Background

Ecological land evolution is pivotal in shaping regional landscapes and ecosystem functions. However, existing metrics are limited in quantifying patch-scale dynamics of connectivity and fragmentation during the processes of ecological land degradation and restoration. This study introduces the Ecological Land Evolution Index (ELEI), a novel framework integrating spatial proximity and connectivity to evaluate spatiotemporal complexities of ecological land changes at the patch level.

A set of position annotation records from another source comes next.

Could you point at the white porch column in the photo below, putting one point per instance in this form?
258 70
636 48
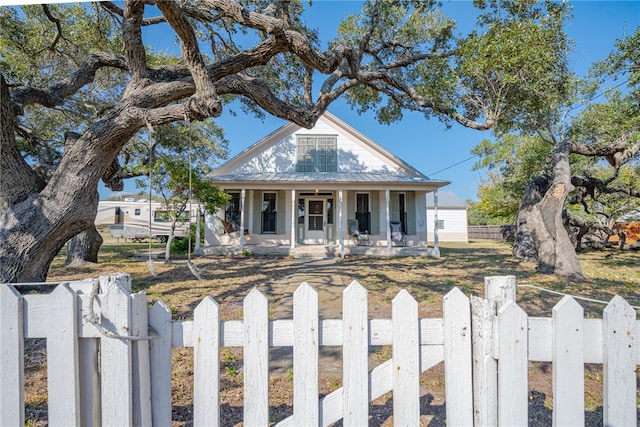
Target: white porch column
340 229
294 218
242 196
426 219
387 196
435 220
198 228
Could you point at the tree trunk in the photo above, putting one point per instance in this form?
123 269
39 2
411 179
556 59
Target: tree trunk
36 221
542 234
84 247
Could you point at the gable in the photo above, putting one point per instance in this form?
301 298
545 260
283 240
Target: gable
355 153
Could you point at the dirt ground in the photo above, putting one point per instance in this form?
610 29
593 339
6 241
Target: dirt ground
229 280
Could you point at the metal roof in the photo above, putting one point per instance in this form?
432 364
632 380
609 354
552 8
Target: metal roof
447 199
326 177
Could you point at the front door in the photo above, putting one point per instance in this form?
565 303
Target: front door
316 222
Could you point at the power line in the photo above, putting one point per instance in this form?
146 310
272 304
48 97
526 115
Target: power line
581 104
455 164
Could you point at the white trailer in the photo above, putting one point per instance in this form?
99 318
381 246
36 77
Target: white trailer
130 219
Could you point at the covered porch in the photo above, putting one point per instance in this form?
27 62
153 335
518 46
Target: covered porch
296 218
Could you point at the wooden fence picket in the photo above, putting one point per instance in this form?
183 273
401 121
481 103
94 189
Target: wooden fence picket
568 363
406 360
141 366
355 352
619 366
512 366
457 356
11 357
486 346
305 356
116 388
206 363
62 351
256 359
485 366
160 360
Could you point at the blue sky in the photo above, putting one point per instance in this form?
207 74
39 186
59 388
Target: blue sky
427 145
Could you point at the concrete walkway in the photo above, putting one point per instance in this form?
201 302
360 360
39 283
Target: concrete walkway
321 273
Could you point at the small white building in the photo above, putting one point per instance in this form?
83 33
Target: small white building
452 220
317 186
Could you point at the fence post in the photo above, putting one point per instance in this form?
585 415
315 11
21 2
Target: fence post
256 359
305 356
513 365
619 365
117 404
457 358
62 358
406 360
498 290
206 363
141 362
355 355
160 359
568 363
11 357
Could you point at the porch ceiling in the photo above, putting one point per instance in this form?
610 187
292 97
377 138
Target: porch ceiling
326 180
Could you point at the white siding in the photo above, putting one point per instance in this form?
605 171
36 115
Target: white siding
455 224
281 156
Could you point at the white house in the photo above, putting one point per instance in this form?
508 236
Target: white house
452 223
317 186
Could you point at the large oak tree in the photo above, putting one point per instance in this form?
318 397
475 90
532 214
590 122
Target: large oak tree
571 173
392 57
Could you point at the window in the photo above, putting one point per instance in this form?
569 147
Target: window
269 214
161 216
232 213
317 154
300 211
363 215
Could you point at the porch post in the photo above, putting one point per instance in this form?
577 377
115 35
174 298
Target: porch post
242 195
340 230
436 245
387 196
197 228
294 218
426 218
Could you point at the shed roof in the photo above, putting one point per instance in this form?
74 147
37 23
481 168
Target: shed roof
447 199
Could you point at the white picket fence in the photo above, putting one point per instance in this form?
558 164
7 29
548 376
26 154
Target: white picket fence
109 357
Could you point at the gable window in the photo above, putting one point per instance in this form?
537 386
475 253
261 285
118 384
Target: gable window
363 214
232 213
269 214
316 154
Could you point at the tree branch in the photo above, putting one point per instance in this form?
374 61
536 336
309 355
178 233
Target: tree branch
56 94
132 37
23 179
617 153
205 102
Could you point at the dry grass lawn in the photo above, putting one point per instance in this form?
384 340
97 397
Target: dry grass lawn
229 280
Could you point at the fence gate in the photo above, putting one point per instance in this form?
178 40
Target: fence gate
109 356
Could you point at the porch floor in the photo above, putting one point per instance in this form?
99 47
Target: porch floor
322 251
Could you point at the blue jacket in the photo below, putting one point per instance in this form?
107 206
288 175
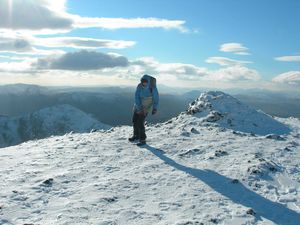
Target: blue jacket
145 92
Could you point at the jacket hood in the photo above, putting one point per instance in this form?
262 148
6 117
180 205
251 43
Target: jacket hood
146 77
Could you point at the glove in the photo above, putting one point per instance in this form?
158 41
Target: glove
141 112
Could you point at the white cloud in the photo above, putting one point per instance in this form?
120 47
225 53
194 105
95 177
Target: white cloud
50 16
291 78
119 23
235 73
236 48
223 61
83 61
37 15
83 43
289 58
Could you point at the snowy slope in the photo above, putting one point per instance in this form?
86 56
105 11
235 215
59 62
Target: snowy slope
55 120
215 106
191 172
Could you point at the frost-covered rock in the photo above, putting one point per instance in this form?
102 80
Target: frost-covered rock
228 112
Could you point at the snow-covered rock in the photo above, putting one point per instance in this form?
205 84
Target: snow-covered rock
191 172
57 120
212 176
228 112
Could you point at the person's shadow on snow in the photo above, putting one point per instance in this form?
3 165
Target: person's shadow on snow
236 192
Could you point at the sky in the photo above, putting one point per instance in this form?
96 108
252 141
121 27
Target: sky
216 44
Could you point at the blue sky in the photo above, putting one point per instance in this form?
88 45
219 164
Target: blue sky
246 43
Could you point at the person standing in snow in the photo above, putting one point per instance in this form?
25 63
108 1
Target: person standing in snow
146 98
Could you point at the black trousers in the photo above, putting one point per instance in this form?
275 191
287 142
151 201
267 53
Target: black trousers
138 121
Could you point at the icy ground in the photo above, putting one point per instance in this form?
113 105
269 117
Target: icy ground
191 172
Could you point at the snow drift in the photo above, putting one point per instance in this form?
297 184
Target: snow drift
228 112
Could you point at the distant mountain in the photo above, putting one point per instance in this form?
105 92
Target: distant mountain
195 169
23 89
56 120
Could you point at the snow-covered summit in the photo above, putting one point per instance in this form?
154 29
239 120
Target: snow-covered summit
56 120
228 112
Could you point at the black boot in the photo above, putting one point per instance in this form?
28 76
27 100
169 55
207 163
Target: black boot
133 138
141 143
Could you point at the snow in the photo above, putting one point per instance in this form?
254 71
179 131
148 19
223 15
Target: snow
191 172
216 106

By incorporating adjacency rules and continuous value systems, ELEI offers a granular analysis of connectivity-fragmentation tradeoffs, addressing limitations in traditional landscape metrics.

Results

Using four temporal land use datasets (1990–2020) from the urban agglomeration in the middle reaches of the Yangtze River (UAMRYR) in China, we applied ELEI to characterize ecological land restoration (ELR) and degradation (ELD). Sensitivity analysis confirmed ELEI’s robustness, identifying connected patch area and spatial proximity as primary drivers. Monte Carlo simulations validated formula stability, highlighting symmetrical responses to connectivity changes but residual uncertainties in extreme scenarios (|ELEI|> 60). Additionally, the results demonstrate significant spatiotemporal heterogeneity in ecological land evolution. Degradation of ecological land initially intensified from 2000 to 2010, but then decelerated from 2010 to 2020, while the restoration process first weakened and subsequently strengthened. Notably, the area of degraded ecological land steadily expanded throughout the study period, reaching 17,684.20 km² between 1990 and 2020, while the restored area totaled 12,025.56 km². Fragmentation dominated degradation processes, while connection patterns drove restoration. Urban centers like Wuhan and Changsha experienced severe fragmentation aligned with rapid urbanization, whereas cities such as Yichang, Hengyang, and Jiujiang achieved significant restoration via infilling and connection.

Conclusions

ELEI provides a nuanced understanding of ecological land dynamics in rapidly urbanizing regions by identifying restoration successes and ongoing degradation hotspots. Additionally, the integration of ELEI variants (arithmetic mean ELEI (MELEI) and area-weighted mean ELEI (AWMELEI)) highlights their value in tracking long-term connectivity trends and degradation processes. This framework offers actionable insights for balancing urban development and conservation, underscoring its value in regional planning and sustainable landscape management.